We should preach Christ and Him crucified.  We should seek to put Jesus on display through our words and deeds.  When unbelievers see the body of Christ, when they are given a revelation of who God is, when they see him high and lifted up, when they see his glory in the face of Jesus Christ they will be convicted of sin.  They will know their need for him.  The law may bring us to the knowledge of sin but it is ineffective to bring us to a knowledge of Christ.  It is not necessary to bring someone to the knowledge of sin through the law, that knowledge will come as they are shown the glory of Emmanuel.

It is the Holy Spirit that convicts us of sin and He does so through a revelation of Jesus Christ.  Jesus told his disciples:   "And when he comes, he will convict the world concerning sin and righteousness and judgment: concerning sin, because they do not believe in me; concerning righteousness, because I go to the Father, and you will see me no longer; concerning judgment, because the ruler of this world is judged." (John 16:8-11 ESV).


  1. Good post, good thoughts.

    I'd like to add that when Jesus referred to the law in Luke 10, it wasn't to highlight man's sinfulness either.

    What is written in the law?

    "He answered, “‘Love the Lord your God with all your heart and with all your soul and with all your strength and with all your mind’[a]; and, ‘Love your neighbor as yourself.’"

    Jesus confirmed that this lawyer understood what the law was all about.

  2. yes Jonathan,

    that is what I've been learning as I ponder the usefulness of the law.

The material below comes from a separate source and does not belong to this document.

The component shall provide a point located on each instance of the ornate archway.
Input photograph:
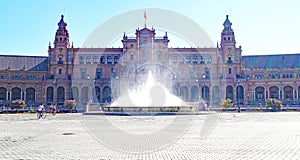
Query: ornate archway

The law points to the Christ. It reveals who he is. It displays the character of God. It is not meant to point to our sin but through it we see God's holiness and it is a revelation of God that casts light on our sinful nature.

    Thanks for commenting.

  3. Thanks for pointing me to this post. I like your points, especially the one about John 16, which TommyB over on my blog had also referenced.

  4. first time I read on your blog

    (I saw your comment on Jeremy Myers' blog)

    it is a very good article !

    I never realized how the words of Paul in 1 Cor 9 could be related to this issue. And it's a great point. Thanks.

  5. No, no, no, no, no. Not true. You even mentioned an example of Christ using the law to convict people of sin. "In Luke 10 Jesus is confronted by a lawyer and tested. Jesus asks the man "What is written in the law? How do you read it?" After he answers Jesus said to him "You have answered correctly. Do this and live." "
    The point was that the man couldn't do it. Jesus tells the man to do this: " 27 He answered, “‘Love the Lord your God with all your heart and with all your soul and with all your strength and with all your mind’[c]; and, ‘Love your neighbor as yourself.’[d]” " Have you done it? Of course not. That is an example of Christ using the Law to convict people of sin. It even says that the man wanted to justify himself so he asks who his neighbor is and Jesus tells him a story about a beaten jew who is helped by a samaritan, the point being that the samaritan was a neighbor to the jew even though samaritans and jews did not get along so well. He set the standard ridiculously high so that no man could pass it, He did the same with the rich young ruler. You are missing the point. He uses the law to show the failings of people and their sinfulness. Also, I invite you to check out debate blog

  6. Thanks for the comment, my faceless friend.

    What is it you are so adamantly against in my post?